I practiced what I would say for days.
My carefully picked words clunked out of my mouth, unfamiliar sounds like a rattling muffler banging against the pavement beneath a clunky car — a language unlike any of the ones I’d ever spoken.
As we drove to the airport to pick up a child from half a world away, a child we’d never met, who we were told had no forever family to call her own but would call our home her own for a month, I alternated praying and speaking over and over again my sentiments of her arrival in her language.
I didn’t know my insides would be all wound together when she walked through the airport doors because what do I know about mothering at all, let alone mothering a tween who doesn’t even speak my language?
I didn’t know when I saw her face, both anxious and apprehensive, that my words would morph into a tangled mess, but that, nonetheless, I’d know what to do. I wrapped her in a hug, the way a mother does, and carefully spoke anyway in her language.
"We are so glad you are here." We caught each other's eyes as I stumbled over my words and her lips spread into a very small smile.
No one told me that the words I stammered, slung together in broken bits, wouldn’t mean nearly as much as the fact that I tried to say them.
****
We practiced the same sentences for days upon days using different words and enough charades to fill an entire night’s worth of games.
She said them over and over and over, practicing her inflection and her words with me, with my husband, with our boys. Six and four-year-olds make the best teachers of new language, you know, because they aren’t afraid to burst into laughter when a word comes out wrong. Likewise, they aren’t afraid to spit out a new word in a foreign language for fear that they can’t say it.
She said the same phrases over and over like a parrot on repeat. And we’d crumple into fits of laughter over the thoughts we’d put together into English.
No one told us that laughter is the universal language. But after just a short time, no one needed to. We'd learned it on our own. ****
Stacks of presents piled beneath the tree were enough to leave two little boys and our young guest with eyes wide, lost in the excitement of Christmas morning.
We watched as they slowly unwrapped all of the gifts, marveling at different ones until the floor was bare except for a small square present for me and a small envelope addressed to “mom” and “dad” in a handwriting we were just learning to recognize.
Our oldest son had made us a beautiful decorative plate at school — a present he was quite happy to give, and one I was quite happy to receive. Not because it was anything I needed but rather because his love comes expressed with the giving of gifts. Our boys know that a small card or a handmade present communicate loves. I’d explained the same to our host daughter earlier that week as I wrapped present after present, wrote card after card.
She left the small envelope under the tree until after everyone had faded into a Christmas morning daze, and gave it to us that afternoon.

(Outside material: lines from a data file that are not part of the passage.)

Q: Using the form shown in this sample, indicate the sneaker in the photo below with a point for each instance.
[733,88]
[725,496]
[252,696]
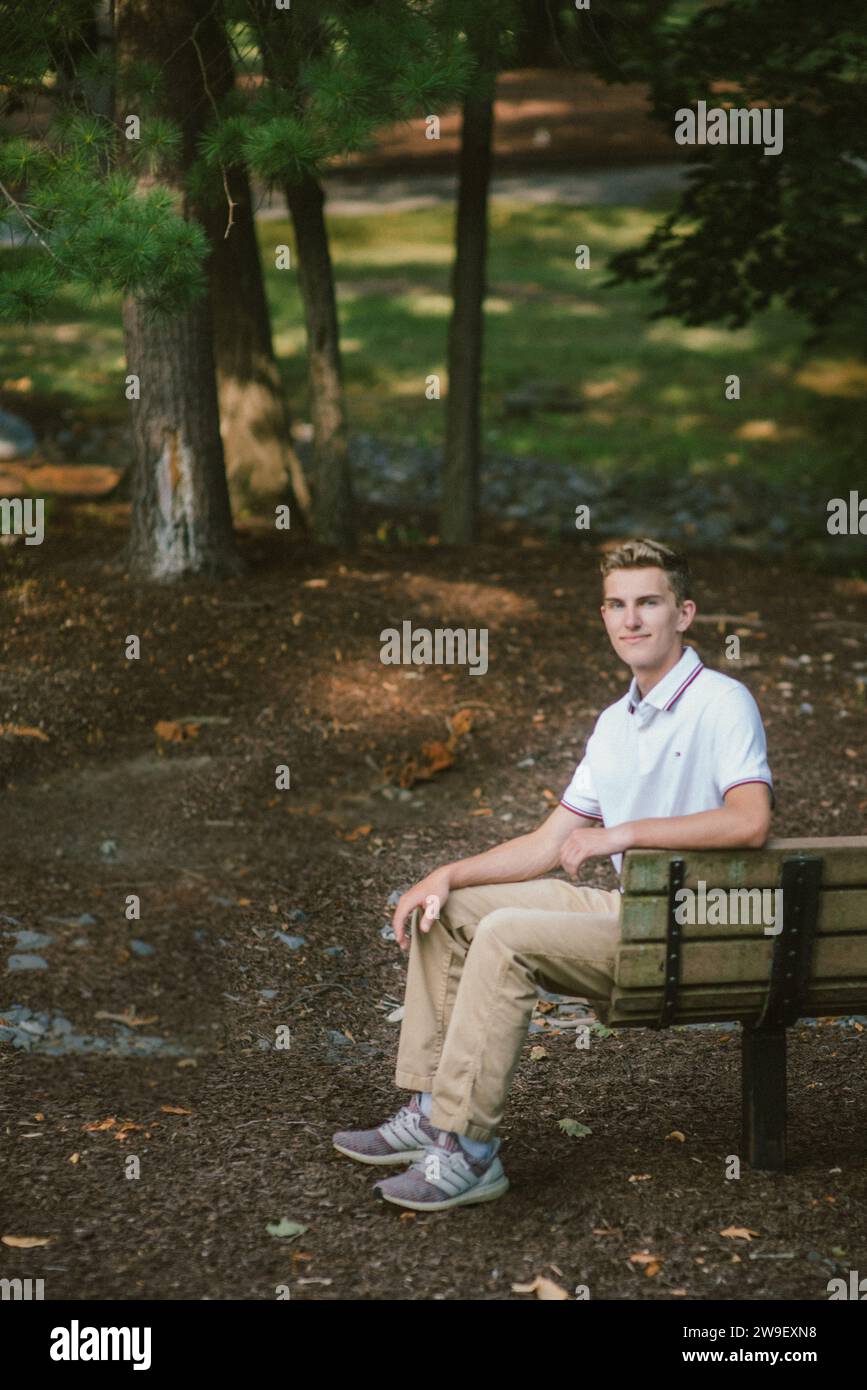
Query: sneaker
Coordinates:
[446,1176]
[405,1137]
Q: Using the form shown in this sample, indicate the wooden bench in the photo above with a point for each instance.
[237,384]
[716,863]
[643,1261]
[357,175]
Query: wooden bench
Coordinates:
[673,972]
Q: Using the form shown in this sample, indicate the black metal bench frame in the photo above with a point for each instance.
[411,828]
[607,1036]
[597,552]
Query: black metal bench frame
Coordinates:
[763,1041]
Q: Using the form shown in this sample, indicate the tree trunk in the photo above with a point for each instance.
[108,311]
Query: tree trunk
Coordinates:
[334,492]
[261,463]
[459,512]
[181,514]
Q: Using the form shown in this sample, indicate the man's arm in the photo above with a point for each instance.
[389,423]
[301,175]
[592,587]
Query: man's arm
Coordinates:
[742,823]
[514,861]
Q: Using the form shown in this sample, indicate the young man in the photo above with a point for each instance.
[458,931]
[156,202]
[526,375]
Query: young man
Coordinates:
[678,762]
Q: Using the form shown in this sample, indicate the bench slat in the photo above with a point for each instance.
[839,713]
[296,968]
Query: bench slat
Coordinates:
[845,865]
[639,963]
[645,918]
[702,1004]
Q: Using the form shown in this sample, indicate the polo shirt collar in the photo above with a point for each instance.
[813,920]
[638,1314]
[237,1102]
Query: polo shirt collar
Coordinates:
[667,691]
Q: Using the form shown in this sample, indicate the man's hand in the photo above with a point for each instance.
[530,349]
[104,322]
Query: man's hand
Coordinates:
[589,843]
[430,894]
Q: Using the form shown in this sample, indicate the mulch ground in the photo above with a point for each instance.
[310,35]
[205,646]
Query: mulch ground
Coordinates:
[282,667]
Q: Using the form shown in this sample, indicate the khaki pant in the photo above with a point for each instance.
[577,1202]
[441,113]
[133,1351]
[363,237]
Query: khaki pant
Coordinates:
[471,988]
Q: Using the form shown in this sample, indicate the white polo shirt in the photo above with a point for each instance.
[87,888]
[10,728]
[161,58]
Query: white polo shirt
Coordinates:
[678,751]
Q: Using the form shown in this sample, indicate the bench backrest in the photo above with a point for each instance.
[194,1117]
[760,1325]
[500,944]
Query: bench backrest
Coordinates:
[727,958]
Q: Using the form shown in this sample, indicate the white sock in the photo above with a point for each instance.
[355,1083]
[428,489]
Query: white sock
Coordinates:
[475,1147]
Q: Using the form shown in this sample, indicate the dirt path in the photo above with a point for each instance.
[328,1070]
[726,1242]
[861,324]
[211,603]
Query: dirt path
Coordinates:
[263,909]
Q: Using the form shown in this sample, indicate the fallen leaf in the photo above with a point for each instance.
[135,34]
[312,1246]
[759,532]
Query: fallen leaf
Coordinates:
[172,731]
[129,1019]
[542,1287]
[288,1229]
[574,1127]
[461,723]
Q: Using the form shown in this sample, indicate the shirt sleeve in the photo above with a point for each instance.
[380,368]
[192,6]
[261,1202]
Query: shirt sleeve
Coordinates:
[739,745]
[580,795]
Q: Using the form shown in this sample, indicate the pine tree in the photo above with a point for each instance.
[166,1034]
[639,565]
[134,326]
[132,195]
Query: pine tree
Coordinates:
[489,29]
[338,71]
[752,228]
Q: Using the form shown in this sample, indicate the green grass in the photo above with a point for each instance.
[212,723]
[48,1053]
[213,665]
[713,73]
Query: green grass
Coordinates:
[653,392]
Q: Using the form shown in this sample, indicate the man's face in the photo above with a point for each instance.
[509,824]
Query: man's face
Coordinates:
[642,617]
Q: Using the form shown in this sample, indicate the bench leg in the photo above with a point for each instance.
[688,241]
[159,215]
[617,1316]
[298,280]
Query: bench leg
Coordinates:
[764,1097]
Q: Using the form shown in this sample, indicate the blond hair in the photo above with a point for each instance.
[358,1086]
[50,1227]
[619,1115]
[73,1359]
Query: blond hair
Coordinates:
[641,553]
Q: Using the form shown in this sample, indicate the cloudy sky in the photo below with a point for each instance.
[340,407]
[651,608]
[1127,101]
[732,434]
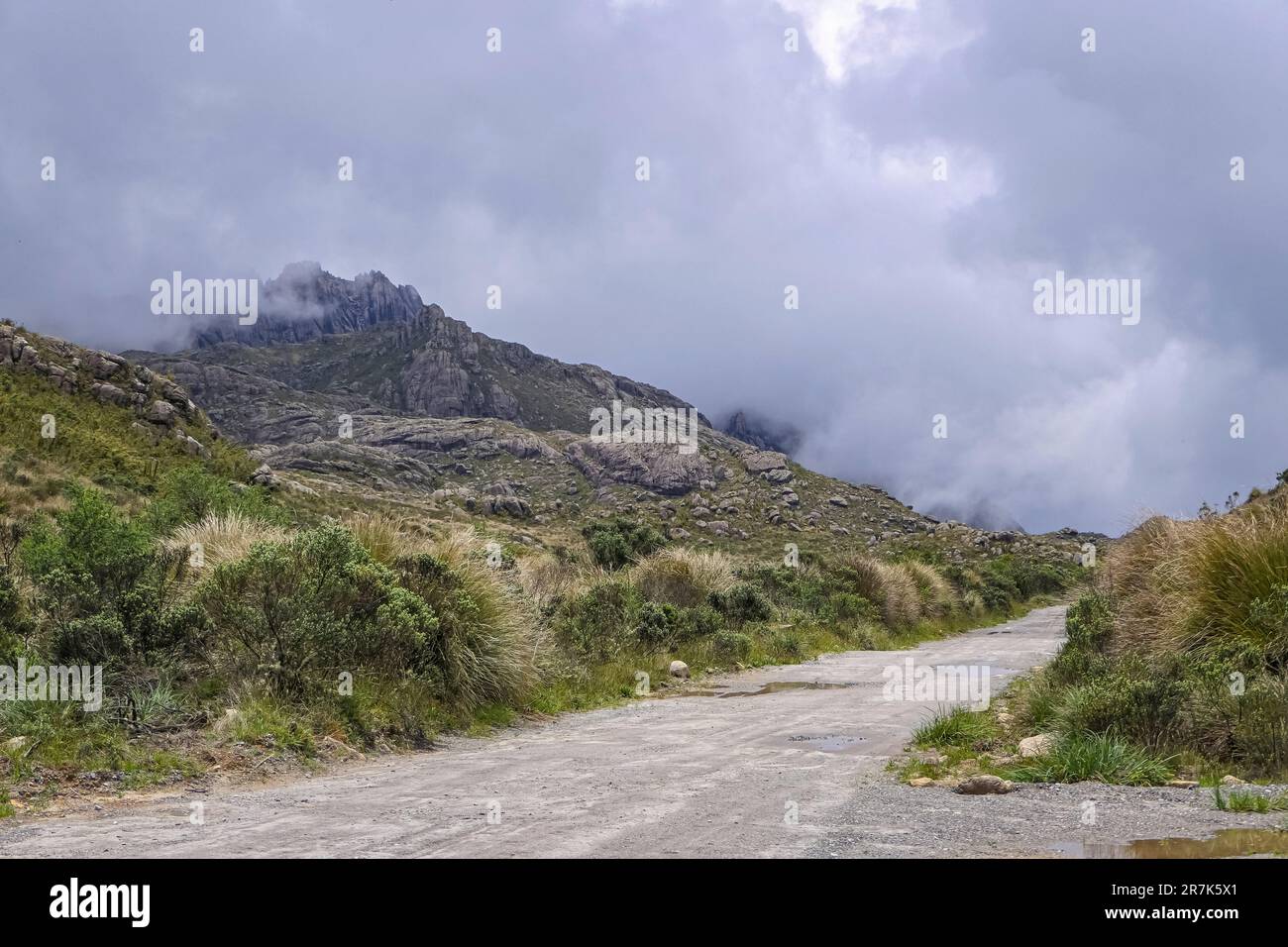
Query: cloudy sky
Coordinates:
[769,167]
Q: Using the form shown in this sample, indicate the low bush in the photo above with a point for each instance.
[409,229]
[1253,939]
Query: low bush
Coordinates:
[617,543]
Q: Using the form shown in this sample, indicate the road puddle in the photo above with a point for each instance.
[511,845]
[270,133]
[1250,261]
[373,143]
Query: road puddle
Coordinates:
[780,685]
[832,742]
[772,686]
[1228,843]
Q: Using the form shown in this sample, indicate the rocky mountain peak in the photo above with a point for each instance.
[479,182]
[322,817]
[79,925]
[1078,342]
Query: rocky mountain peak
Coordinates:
[307,302]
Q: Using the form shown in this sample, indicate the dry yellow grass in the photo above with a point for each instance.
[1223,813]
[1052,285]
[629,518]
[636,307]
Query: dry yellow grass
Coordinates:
[936,592]
[546,579]
[489,642]
[218,539]
[682,578]
[890,586]
[386,538]
[1196,583]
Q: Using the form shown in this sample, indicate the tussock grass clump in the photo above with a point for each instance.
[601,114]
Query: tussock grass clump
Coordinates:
[487,641]
[1183,646]
[1095,758]
[220,538]
[1244,800]
[385,538]
[683,578]
[958,725]
[890,586]
[548,579]
[934,590]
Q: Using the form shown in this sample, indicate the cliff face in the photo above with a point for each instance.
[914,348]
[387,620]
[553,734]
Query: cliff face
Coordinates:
[305,302]
[366,344]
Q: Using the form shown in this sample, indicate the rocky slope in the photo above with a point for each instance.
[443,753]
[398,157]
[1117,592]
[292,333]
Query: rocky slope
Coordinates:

The inside of the card, written in English, expressed something we couldn’t quite make out. And when she put the words into Google translate, she burst out laughing, shaking her head “No! No! No!”
Apparently she hadn't meant to call us military seniors. And she never did get to tell us exactly what she meant; no one else could figure it out either. But really, she didn't have to. A mother's heart knows those kinds of things. ****
The days rushed into weeks. We begged them to slow down but time stands still for no man, nor a young girl who’s set to catch a long flight back to her homeland.
As the days dwindled into just a few, she picked a book to read in English before bed and snuggled next to me. “The Snow Bear” tells the story of a small bear who wakes from a long sleep only to find that his mother is gone, lost amid the snow. The little bear decides to build a bear of snow to keep him company while he waits and all of his forest friends come to his aid. But once their own mothers call them home, the little bear is left alone. The cub cuddles up against the snow bear and falls asleep. At dawn, the cub hears something, and it’s then, as we come to the final page, the final sentence, that my voice cracks and tears spill onto my cheeks.
"It's you!" he murmurs, moving closer to his mother's side. "I knew you would find me." She hugs me tight and I hug her tight right back. No one told her the translation of the story. But there's no translation needed. A mother's heart is clearly seen. A mother's heart is clearly understood.